Schrodinger's Equation - Step Potential

[irony of truth]

In the left side of the barrier, the potential energy V(x)= 0, while on the right side of the barrier, V(x) = V. Given that the total energy of the particle in such a system has a total energy E < V..

a. What are my acceptable solutions?
On the left side:

Should I include the cos kx and sin kx alone?

b. How do I show that /A/ + /B/ = 1? Are these absolute values of the expressions A and B or /A/ = A*A and /B/ = B*B?

I got A = C/2 (1 + iq/p) and B = C/2 ( 1 - iq/p)

 

[dextercioby]

On the lest side,it's just a combination of complex exponentials...What do you mean "include ...alone"...?

As for the second,i assume you refer to the coefficients of reflection & transmission.Great.But please,use this CORRECT expression:
[tex] A^{*}A=|A|^{2} [/tex]

I don't know who "C" is.Could you be more specific...?

Daniel.

 

[irony of truth]

Hello sir...

what I meant about cos px and sin px (not k) alone is that there are 3 solutions... first is that expression A cos px + B sin px, second is cosp x and third is sin px on the left side of the barrier... the right side involves only e^(-qx).

Hmm... I am referring to my 2 general solutions A cos px + B sin px ( or Ae^(ipx) + Be^(-ipx) ) and Ce^(-px) using then the continuity requirements... I imposed the \psi(x) and the first derivative of \psi at x = 0.

Thus resulting to A + B = C and ipA - ipb = -qC

then I tried to find the expressions of A and B in terms of C.. which are A = C/2 (1 + iq/p) and B = C/2 ( 1 - iq/p) respectively.
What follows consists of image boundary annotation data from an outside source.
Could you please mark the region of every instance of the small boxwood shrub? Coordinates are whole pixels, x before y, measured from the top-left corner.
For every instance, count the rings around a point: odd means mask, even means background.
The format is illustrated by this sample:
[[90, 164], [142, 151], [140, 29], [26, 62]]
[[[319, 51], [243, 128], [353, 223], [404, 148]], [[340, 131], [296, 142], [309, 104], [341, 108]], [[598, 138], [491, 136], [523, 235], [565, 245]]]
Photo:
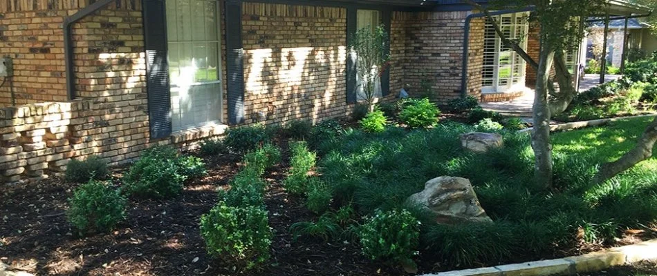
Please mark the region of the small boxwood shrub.
[[369, 258], [414, 266], [420, 222], [409, 211], [378, 210], [361, 227], [360, 234], [363, 253]]
[[411, 128], [428, 128], [438, 123], [440, 114], [440, 110], [429, 99], [409, 99], [399, 113], [399, 120]]
[[109, 176], [107, 162], [96, 155], [86, 160], [71, 159], [66, 165], [64, 179], [68, 182], [86, 183], [89, 180], [103, 180]]
[[229, 128], [223, 143], [231, 152], [243, 155], [270, 139], [270, 131], [263, 126], [246, 126]]
[[479, 101], [472, 96], [454, 99], [445, 106], [447, 110], [454, 113], [463, 113], [479, 107]]
[[360, 127], [369, 132], [381, 132], [385, 130], [386, 119], [383, 111], [375, 110], [360, 120]]
[[103, 182], [91, 181], [73, 191], [66, 217], [80, 234], [109, 232], [125, 217], [126, 199]]
[[262, 208], [221, 203], [201, 216], [201, 235], [210, 255], [240, 270], [255, 268], [269, 259], [273, 237]]
[[223, 144], [223, 141], [219, 139], [209, 139], [201, 143], [198, 150], [204, 156], [219, 155], [228, 153], [228, 147]]

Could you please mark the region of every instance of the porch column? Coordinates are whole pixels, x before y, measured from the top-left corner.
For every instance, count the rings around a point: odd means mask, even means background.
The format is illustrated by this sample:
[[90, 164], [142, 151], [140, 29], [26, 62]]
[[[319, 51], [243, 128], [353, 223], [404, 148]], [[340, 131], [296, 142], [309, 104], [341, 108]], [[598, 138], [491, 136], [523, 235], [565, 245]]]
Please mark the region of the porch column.
[[609, 14], [604, 18], [604, 34], [602, 39], [602, 57], [600, 58], [600, 84], [604, 83], [607, 75], [607, 40], [609, 32]]
[[623, 52], [620, 57], [620, 75], [625, 74], [625, 59], [627, 58], [627, 25], [629, 18], [625, 17], [625, 29], [623, 30]]

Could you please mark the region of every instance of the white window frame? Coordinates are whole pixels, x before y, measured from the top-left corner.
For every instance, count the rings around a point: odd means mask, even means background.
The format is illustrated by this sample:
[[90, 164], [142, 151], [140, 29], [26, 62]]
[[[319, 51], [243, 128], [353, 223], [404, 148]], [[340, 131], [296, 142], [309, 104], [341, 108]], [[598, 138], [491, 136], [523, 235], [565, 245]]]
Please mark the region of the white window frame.
[[[529, 24], [526, 17], [528, 17], [526, 12], [518, 12], [514, 14], [501, 14], [494, 17], [495, 19], [503, 32], [505, 29], [508, 30], [510, 34], [510, 39], [520, 39], [520, 47], [527, 50], [527, 34], [529, 30]], [[519, 55], [512, 50], [504, 50], [504, 46], [501, 39], [492, 28], [492, 24], [487, 22], [486, 29], [484, 30], [484, 43], [486, 41], [494, 41], [494, 52], [492, 53], [492, 65], [486, 65], [486, 61], [484, 60], [482, 67], [482, 75], [486, 68], [492, 68], [492, 77], [482, 76], [483, 93], [498, 93], [507, 92], [514, 87], [525, 86], [526, 78], [526, 62]], [[492, 34], [494, 34], [492, 37]], [[510, 55], [510, 63], [508, 65], [501, 65], [500, 58], [502, 54]], [[487, 55], [488, 54], [488, 55]], [[486, 51], [484, 48], [484, 59], [487, 56], [491, 55], [490, 51]], [[510, 70], [508, 77], [501, 78], [500, 72], [502, 69], [508, 68]], [[516, 70], [517, 69], [517, 70]], [[508, 81], [505, 83], [504, 81]]]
But I don't know why [tex] A^{*}A=|A|^{2} [/tex] + [tex] B^{*}B=|B|^{2} [/tex] don't equal to one?

 

[dextercioby]

Hello sir...

what I meant about cos px and sin px (not k) alone is that there are 3 solutions... first is that expression A cos px + B sin px, second is cosp x and third is sin px on the left side of the barrier... the right side involves only e^(-qx).
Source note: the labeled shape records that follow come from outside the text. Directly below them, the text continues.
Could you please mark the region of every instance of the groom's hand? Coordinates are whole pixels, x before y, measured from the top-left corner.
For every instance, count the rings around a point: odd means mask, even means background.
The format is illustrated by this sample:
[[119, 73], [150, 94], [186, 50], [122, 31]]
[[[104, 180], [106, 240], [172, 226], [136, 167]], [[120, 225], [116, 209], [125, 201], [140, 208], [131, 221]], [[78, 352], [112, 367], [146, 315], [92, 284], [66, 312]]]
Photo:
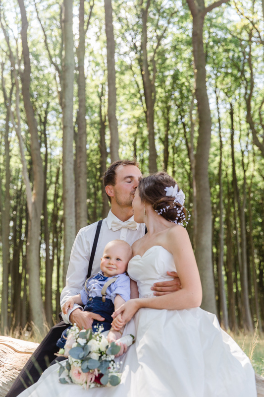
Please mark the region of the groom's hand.
[[181, 289], [181, 280], [178, 276], [176, 271], [167, 271], [167, 274], [169, 276], [173, 277], [174, 280], [169, 281], [161, 281], [160, 282], [156, 282], [151, 287], [152, 291], [154, 291], [154, 295], [157, 296], [160, 296], [161, 295], [166, 294], [171, 294], [171, 292], [175, 292]]
[[72, 324], [76, 323], [80, 330], [92, 328], [94, 320], [104, 321], [105, 319], [100, 314], [91, 312], [83, 312], [80, 309], [76, 309], [70, 315], [69, 320]]

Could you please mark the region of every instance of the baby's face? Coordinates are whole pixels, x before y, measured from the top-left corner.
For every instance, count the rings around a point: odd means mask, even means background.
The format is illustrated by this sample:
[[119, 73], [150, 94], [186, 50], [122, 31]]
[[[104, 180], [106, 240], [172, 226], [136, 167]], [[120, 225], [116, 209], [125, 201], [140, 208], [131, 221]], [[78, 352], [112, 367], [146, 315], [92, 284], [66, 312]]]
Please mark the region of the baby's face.
[[124, 273], [131, 257], [123, 244], [113, 244], [105, 248], [100, 267], [106, 277]]

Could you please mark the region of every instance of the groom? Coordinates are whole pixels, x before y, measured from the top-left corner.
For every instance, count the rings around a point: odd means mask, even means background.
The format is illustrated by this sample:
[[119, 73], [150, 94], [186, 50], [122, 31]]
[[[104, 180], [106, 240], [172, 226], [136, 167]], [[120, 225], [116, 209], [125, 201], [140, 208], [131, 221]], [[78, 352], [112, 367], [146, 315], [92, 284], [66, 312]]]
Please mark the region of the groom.
[[[120, 239], [130, 245], [142, 237], [145, 231], [143, 224], [136, 223], [133, 218], [132, 202], [141, 173], [135, 161], [117, 160], [106, 172], [104, 179], [106, 192], [111, 202], [111, 209], [103, 220], [93, 262], [92, 274], [100, 270], [101, 258], [104, 249], [109, 241]], [[92, 247], [98, 222], [81, 229], [72, 247], [67, 273], [66, 286], [62, 290], [60, 303], [62, 306], [70, 296], [78, 294], [86, 280]], [[157, 283], [152, 289], [157, 295], [176, 291], [180, 283], [176, 272], [168, 274], [174, 277], [171, 281]], [[103, 321], [100, 315], [84, 312], [74, 305], [67, 315], [62, 315], [63, 321], [53, 327], [31, 356], [5, 397], [16, 397], [25, 389], [35, 383], [40, 375], [55, 358], [58, 350], [56, 345], [62, 331], [69, 323], [76, 323], [81, 329], [91, 328], [94, 319]]]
Hmm... I am referring to my 2 general solutions A cos px + B sin px ( or Ae^(ipx) + Be^(-ipx) ) and Ce^(-px) using then the continuity requirements... I imposed the \psi(x) and the first derivative of \psi at x = 0.

Thus resulting to A + B = C and ipA - ipb = -qC

then I tried to find the expressions of A and B in terms of C.. which are A = C/2 (1 + iq/p) and B = C/2 ( 1 - iq/p) respectively.
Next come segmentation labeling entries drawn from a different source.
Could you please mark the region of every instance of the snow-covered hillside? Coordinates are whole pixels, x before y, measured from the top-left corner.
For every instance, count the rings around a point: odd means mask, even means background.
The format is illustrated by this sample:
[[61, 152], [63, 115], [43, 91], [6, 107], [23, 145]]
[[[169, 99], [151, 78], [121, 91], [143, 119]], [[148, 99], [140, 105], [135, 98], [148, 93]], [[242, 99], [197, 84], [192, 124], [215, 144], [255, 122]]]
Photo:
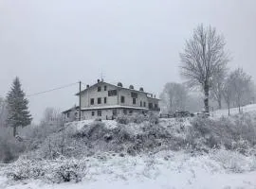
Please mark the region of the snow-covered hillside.
[[[256, 161], [225, 150], [192, 156], [184, 151], [120, 157], [105, 153], [84, 160], [85, 177], [82, 182], [47, 183], [27, 180], [7, 181], [0, 177], [1, 189], [167, 189], [167, 188], [247, 188], [256, 187]], [[48, 164], [50, 169], [50, 164]], [[239, 173], [240, 172], [240, 173]], [[242, 173], [241, 173], [242, 172]]]
[[[256, 113], [256, 104], [250, 104], [244, 107], [241, 107], [243, 112], [249, 112], [249, 113]], [[231, 108], [230, 109], [230, 115], [234, 115], [239, 113], [238, 108]], [[221, 116], [228, 116], [229, 110], [217, 110], [211, 112], [213, 117], [221, 117]]]
[[[255, 189], [256, 106], [244, 110], [249, 113], [219, 111], [210, 119], [68, 123], [25, 159], [0, 164], [0, 189]], [[82, 180], [64, 182], [72, 171]]]

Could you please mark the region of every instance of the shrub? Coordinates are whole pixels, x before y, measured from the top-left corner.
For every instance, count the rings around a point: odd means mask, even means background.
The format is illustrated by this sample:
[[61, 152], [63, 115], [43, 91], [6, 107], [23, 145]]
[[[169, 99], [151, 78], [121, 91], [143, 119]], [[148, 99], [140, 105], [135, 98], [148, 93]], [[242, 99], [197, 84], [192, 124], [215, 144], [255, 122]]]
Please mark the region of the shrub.
[[58, 163], [53, 170], [53, 177], [49, 175], [53, 182], [79, 182], [85, 176], [86, 165], [82, 162], [77, 160], [65, 160]]
[[41, 179], [56, 183], [78, 182], [85, 176], [85, 162], [75, 159], [39, 162], [19, 159], [8, 167], [6, 175], [13, 180]]
[[10, 163], [18, 159], [25, 149], [25, 144], [12, 136], [11, 128], [0, 128], [0, 163]]

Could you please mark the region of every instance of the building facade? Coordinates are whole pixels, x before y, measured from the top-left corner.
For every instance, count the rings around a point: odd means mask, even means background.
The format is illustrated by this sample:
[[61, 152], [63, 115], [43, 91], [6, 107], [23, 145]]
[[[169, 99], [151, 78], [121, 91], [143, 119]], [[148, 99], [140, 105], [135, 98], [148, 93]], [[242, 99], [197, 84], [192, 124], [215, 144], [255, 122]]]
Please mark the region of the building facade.
[[[114, 119], [119, 115], [160, 111], [155, 95], [145, 93], [143, 88], [135, 90], [132, 85], [124, 88], [121, 83], [98, 80], [76, 95], [81, 97], [82, 119]], [[70, 114], [68, 111], [64, 113]]]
But I don't know why [tex] A^{*}A=|A|^{2} [/tex] + [tex] B^{*}B=|B|^{2} [/tex] don't equal to one?

Why would they...?What' the physical justification behind your requirement...?
Now,that u've managed to express 2 coefficients in terms of a third,u can resort to the definition of the probablilty currents and transmission and reflection coefficients...

Isn't this what you're looking for,or what else...?

Daniel.

 

[irony of truth]

So I will not add both A = C/2 (1 + iq/p) and B = C/2 ( 1 - iq/p) then.

I got this T = 4(q/p)/(1 + iq/p)^2 and R = /(1 - iq/p) / (1 + iq/p)/^2 ...

My problem is here is that will they add up to 1?

 

[dextercioby]

In square modulus,they MUST,viz.

[tex] |T|^{2}+|R|^{2}=1 [/tex]

Else,it would mean your calculations are incorrect.

Daniel.

 

[reilly]

Any, I repeat any QM text does this problem. It will be spelled out right in front of your eyes if you simply take the trouble to read. We are not talking rocket science here, just very basic stuff.
Regards,
Reilly Atkinson

 

[Eye_in_the_Sky]

to irony of truth

Hi, I'm just passing through, and I don't have much time (just enough to quickly browse).

If you are still having some questions, irony of truth, you may want to look at the thread below, in particular posts #2 and #10:

https://www.physicsforums.com/showthread.php?t=36076

If look, I hope it helps.
________

EDIT:
... oops!
I see you're looking at the E < V case. My posts were for E > V.